This introduces the cluster section of the configuration file. A cluster takes a given 'key' tag specification and extracts the values. However, it also has a second set of tag specifications that it will extract from the document and these are indexed with the key specification. This is only useful if the key appears in multiple files. An example will hopefully make this more clear.
In documents that refer to each other, it may be useful to know which documents refer to any other given one. This can be done very quickly with a cluster. To use HTML as an example, we could create a cluster based on the href attribute of the A tag as the 'key' value. Then we want to know the head/title of this document that refers to the other. However there are several documents that refer to the original, and we want to know them all. By searching for the URL in the key index, we will then be returned the titles of all refering documents without having to retreive and parse each one individually.
Another example might be to cluster the subject tags in a controlled vocabulary with the title of the record in which they occur, so as to allow the user to find other related documents quickly.
Each cluster also needs its own filedef after the main one. This should have the type of 'CLUSTER'. It then also needs everything associated with a normal filedef, including a DTD and indexes. More on this later.
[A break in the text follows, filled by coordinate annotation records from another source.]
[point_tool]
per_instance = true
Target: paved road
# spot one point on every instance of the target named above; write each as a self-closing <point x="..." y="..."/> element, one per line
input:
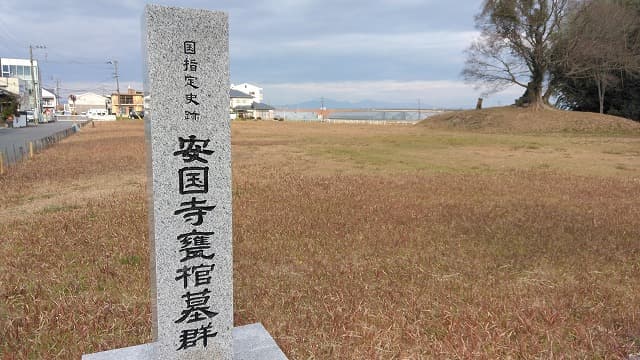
<point x="13" y="140"/>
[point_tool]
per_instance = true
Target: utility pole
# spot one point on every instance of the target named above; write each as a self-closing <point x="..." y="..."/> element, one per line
<point x="35" y="87"/>
<point x="57" y="94"/>
<point x="116" y="76"/>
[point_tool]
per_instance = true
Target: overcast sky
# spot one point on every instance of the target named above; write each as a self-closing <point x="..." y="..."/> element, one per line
<point x="400" y="51"/>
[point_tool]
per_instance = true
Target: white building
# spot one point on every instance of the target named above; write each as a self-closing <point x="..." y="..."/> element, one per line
<point x="89" y="100"/>
<point x="49" y="102"/>
<point x="21" y="69"/>
<point x="254" y="91"/>
<point x="239" y="98"/>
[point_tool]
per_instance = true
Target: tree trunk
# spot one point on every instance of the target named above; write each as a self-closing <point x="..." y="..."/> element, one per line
<point x="600" y="95"/>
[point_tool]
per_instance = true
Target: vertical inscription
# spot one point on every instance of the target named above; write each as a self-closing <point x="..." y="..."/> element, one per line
<point x="189" y="134"/>
<point x="194" y="248"/>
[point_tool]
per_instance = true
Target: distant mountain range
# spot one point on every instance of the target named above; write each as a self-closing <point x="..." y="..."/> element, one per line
<point x="364" y="104"/>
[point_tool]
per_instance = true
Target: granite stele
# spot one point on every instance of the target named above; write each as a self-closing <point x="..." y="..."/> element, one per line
<point x="188" y="137"/>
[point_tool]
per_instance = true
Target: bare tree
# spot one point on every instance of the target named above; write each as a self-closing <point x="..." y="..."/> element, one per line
<point x="601" y="41"/>
<point x="515" y="46"/>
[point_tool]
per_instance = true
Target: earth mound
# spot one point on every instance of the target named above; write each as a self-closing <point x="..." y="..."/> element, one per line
<point x="511" y="119"/>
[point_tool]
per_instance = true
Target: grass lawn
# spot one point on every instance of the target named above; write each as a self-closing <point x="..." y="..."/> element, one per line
<point x="437" y="240"/>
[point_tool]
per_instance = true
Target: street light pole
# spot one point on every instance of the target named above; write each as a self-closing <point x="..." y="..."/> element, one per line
<point x="115" y="75"/>
<point x="35" y="89"/>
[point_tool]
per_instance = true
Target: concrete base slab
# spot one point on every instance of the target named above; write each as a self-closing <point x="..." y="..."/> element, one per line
<point x="250" y="342"/>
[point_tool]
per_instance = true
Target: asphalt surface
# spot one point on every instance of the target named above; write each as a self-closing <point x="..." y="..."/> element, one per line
<point x="14" y="141"/>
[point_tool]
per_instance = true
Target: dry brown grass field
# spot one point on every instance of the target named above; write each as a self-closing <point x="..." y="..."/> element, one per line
<point x="463" y="237"/>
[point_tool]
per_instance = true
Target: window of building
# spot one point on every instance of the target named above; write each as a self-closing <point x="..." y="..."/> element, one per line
<point x="126" y="99"/>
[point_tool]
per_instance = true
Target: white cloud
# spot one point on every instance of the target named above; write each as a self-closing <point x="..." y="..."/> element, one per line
<point x="360" y="44"/>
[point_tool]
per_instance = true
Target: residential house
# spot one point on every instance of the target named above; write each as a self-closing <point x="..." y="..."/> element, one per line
<point x="49" y="101"/>
<point x="244" y="105"/>
<point x="238" y="98"/>
<point x="28" y="79"/>
<point x="125" y="104"/>
<point x="254" y="91"/>
<point x="256" y="110"/>
<point x="87" y="101"/>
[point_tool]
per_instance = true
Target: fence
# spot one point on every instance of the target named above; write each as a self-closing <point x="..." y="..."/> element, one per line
<point x="16" y="153"/>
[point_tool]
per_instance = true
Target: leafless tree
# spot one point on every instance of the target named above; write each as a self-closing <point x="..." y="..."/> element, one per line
<point x="601" y="41"/>
<point x="515" y="46"/>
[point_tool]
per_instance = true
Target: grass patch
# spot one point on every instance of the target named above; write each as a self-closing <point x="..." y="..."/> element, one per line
<point x="350" y="242"/>
<point x="58" y="208"/>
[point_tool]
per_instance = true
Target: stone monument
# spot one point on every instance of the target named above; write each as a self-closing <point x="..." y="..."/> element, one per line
<point x="187" y="129"/>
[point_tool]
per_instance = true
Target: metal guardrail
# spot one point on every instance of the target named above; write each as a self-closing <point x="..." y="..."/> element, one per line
<point x="11" y="157"/>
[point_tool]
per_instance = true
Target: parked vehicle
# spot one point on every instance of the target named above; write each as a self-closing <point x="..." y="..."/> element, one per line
<point x="136" y="114"/>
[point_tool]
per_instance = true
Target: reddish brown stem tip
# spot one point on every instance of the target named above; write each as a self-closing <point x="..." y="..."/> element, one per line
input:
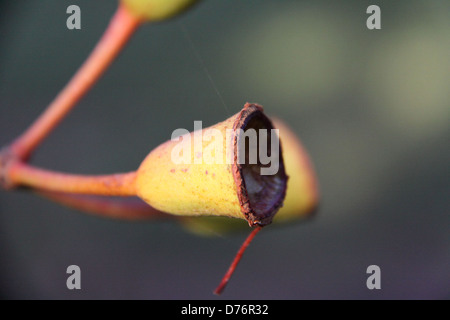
<point x="236" y="260"/>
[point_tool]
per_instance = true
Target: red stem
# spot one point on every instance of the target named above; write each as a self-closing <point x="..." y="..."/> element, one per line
<point x="236" y="260"/>
<point x="109" y="207"/>
<point x="121" y="27"/>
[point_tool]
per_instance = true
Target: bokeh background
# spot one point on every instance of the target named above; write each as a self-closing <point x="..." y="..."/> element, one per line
<point x="371" y="107"/>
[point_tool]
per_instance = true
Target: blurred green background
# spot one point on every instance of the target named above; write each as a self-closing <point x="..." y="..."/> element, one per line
<point x="371" y="106"/>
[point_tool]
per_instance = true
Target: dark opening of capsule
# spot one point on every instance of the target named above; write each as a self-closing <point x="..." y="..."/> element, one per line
<point x="260" y="194"/>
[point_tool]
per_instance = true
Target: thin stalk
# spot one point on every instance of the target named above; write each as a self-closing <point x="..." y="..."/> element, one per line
<point x="21" y="174"/>
<point x="120" y="29"/>
<point x="236" y="260"/>
<point x="129" y="208"/>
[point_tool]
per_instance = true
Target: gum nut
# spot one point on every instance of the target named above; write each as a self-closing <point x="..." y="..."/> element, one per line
<point x="208" y="172"/>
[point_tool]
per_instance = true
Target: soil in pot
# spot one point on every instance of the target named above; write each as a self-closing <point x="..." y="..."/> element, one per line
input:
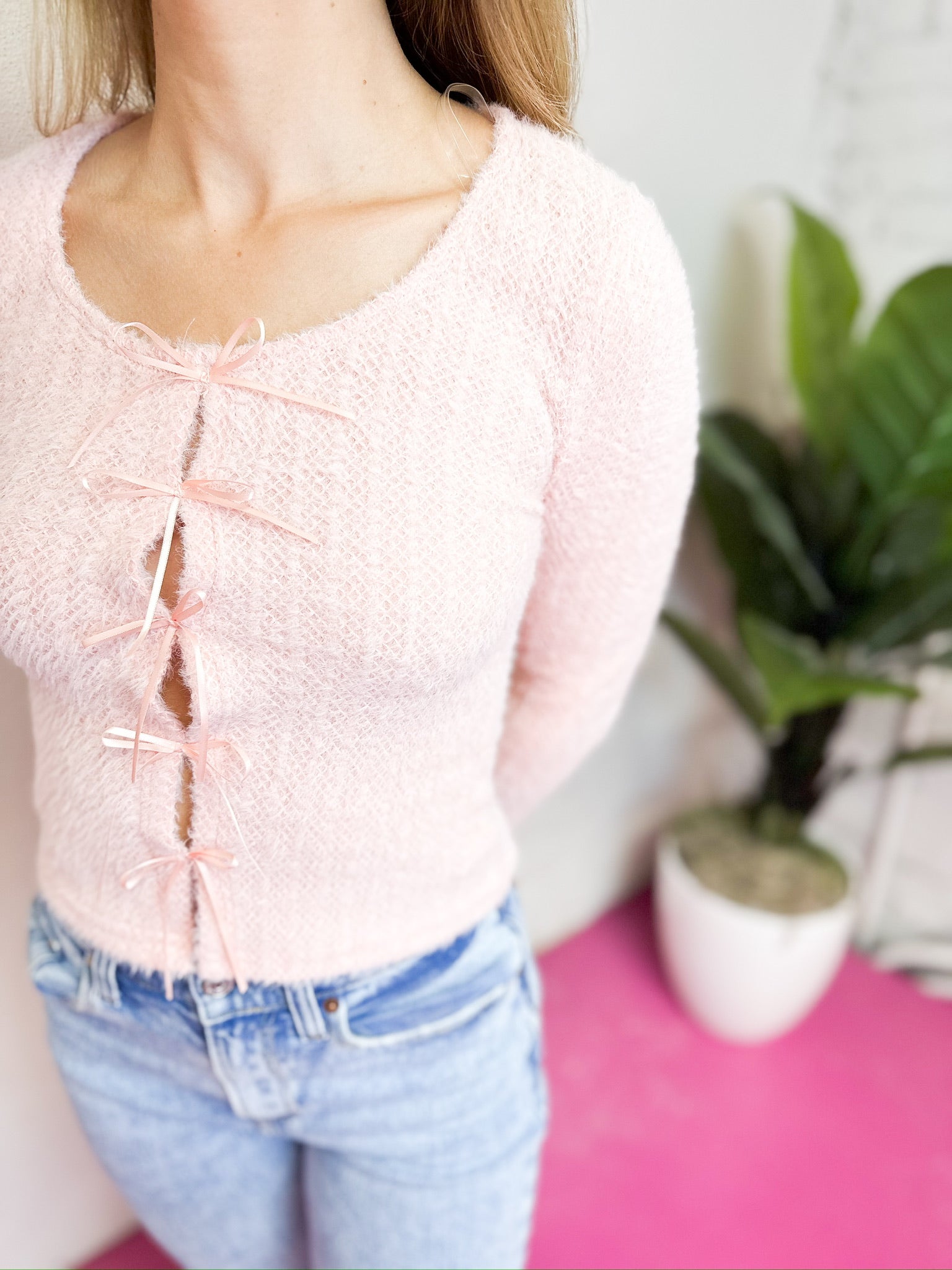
<point x="780" y="878"/>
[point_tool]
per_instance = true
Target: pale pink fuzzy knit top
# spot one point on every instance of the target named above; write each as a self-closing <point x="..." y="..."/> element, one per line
<point x="467" y="562"/>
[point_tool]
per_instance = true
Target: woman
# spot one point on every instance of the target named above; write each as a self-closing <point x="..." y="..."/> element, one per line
<point x="312" y="621"/>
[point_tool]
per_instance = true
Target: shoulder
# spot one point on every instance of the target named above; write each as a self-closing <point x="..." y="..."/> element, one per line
<point x="597" y="249"/>
<point x="32" y="186"/>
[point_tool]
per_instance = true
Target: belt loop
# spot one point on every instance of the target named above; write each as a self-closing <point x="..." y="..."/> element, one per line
<point x="305" y="1011"/>
<point x="98" y="985"/>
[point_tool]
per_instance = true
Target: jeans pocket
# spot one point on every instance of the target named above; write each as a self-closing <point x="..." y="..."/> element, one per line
<point x="437" y="992"/>
<point x="54" y="959"/>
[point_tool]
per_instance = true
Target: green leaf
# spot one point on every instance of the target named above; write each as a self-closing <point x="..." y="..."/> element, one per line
<point x="769" y="512"/>
<point x="733" y="677"/>
<point x="823" y="300"/>
<point x="907" y="611"/>
<point x="902" y="380"/>
<point x="799" y="677"/>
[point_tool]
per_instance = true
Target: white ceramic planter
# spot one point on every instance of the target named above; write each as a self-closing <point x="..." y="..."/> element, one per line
<point x="744" y="974"/>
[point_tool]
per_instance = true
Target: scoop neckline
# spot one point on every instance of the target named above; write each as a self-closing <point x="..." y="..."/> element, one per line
<point x="64" y="278"/>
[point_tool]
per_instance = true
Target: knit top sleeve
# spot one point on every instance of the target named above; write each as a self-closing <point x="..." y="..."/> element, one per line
<point x="626" y="436"/>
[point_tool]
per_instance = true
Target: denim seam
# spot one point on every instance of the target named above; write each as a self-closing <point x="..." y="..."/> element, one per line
<point x="426" y="1030"/>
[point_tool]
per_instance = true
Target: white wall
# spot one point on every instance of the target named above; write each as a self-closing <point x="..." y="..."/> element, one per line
<point x="697" y="100"/>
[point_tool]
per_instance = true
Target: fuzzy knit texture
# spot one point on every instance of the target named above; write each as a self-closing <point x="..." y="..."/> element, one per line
<point x="496" y="527"/>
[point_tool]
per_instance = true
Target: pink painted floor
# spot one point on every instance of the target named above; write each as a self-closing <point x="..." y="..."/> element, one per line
<point x="828" y="1148"/>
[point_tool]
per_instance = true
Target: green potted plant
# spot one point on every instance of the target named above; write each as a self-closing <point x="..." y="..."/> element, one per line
<point x="838" y="539"/>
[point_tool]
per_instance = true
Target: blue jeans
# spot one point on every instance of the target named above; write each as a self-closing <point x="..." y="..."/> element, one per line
<point x="390" y="1118"/>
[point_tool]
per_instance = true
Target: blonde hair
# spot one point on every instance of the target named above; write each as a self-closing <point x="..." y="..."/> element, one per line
<point x="522" y="54"/>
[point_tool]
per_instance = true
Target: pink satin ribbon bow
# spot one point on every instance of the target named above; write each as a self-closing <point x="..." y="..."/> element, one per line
<point x="201" y="859"/>
<point x="125" y="738"/>
<point x="191" y="603"/>
<point x="221" y="371"/>
<point x="198" y="859"/>
<point x="227" y="494"/>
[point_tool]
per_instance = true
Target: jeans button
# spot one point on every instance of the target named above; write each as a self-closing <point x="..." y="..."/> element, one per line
<point x="218" y="987"/>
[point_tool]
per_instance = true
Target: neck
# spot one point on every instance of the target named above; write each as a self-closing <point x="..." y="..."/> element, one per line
<point x="262" y="104"/>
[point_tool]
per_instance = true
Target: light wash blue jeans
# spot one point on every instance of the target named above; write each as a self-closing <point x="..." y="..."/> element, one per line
<point x="390" y="1118"/>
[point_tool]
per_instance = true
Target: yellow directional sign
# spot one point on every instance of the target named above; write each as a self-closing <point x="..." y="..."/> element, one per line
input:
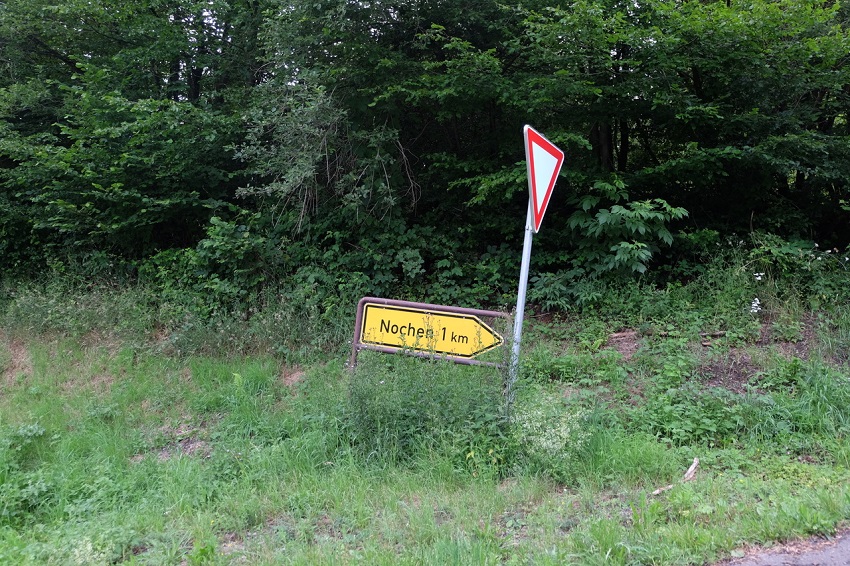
<point x="451" y="334"/>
This introduces a cluster definition, ala indexdef and filedef. Multiple clusterdefs can be used in sequence to define more than one cluster for the database. The following fields make up a cluster definition.
This is the name of the cluster, in the same way that indxtag is the name of an index. They should obviously be unique as per index names. This is used in the normal indexdef, not in the CLUSTER indexdef. See also the information on the clusbase tag. For example:
<clustag> href_cluster </clustag>
This tag contains a 'tagspec' as described above and is the specification of what to create the cluster around. The entire tagspec is used as an exact key, and as such it has the normal attribute set to show this. Using a paragraph level element for a key would be pointless. In our example this would be:
<cluskey normal=EXACTKEY> <tagspec> <ftag> ^a$ </ftag> <attr> href </attr> </tagspec> </cluskey>
The clusmap tag contains a series of mappings for the cluster. This is where we define which tags in the document are to be extracted and clustered with the cluskey, and what they're to be called in the pseudo document.
The from tag contains a tagspec, which in turn contains tag specifications as above. These are the tags in the original document, which should be recorded as data in the cluster. Patterns and multiple tags are allowed. To continue our example:
<from> <tagspec> <ftag> head </ftag> <s> title </s> </tagspec> </from>
Following the 'from' tag, this is where we record the location in which we want the information stored in the cluster. Obviously, this can only be one tag with no patterns. In this case we'll call the tag 'name' (to demonstrate that we can change the name of the tag):
<to> <tagspec> <ftag> name </ftag> </tagspec> </to>
The summarize tag indicates that only summary data should be presented for the entry. It contains the following maxnum field, and a tagspec to define the name of the tag in which the summary information should be recorded. Note that the summary is the only data that will be returned, leave this out if you want to get everything back.
This should contain a number, which is the maximum number of entries to summarise when returning information from the entry. This amount of the most frequently occuring items in the from tag are reported. For example, this would return the 5 most commonly occuring entries, in an element called summary:
<summarize> <maxnum> 5 </maxnum> <tagspec> <ftag>summary</ftag> </tagspec> </summarize>
If there is a cluster database, then a second filedef is required after the first. This second has the type of CLUSTER, and has one additional tag, clusbase, defined below. The filetag field in this second filedef should be the same as the corresponding clustag in the cluster definition. As the cluster maps from one tag to another, it also requires a DTD to be written for it, an associator file and everything else that a normal filedef would have.
This tag should be inside a clusters tag within the cluster filedef. It should contain the name of the filedef which is being clustered. For example, if the filetag of the main file defintion was 'unesco' then the clusbase would be:
<clusters> <clusbase> unesco </clusbase> <clusters>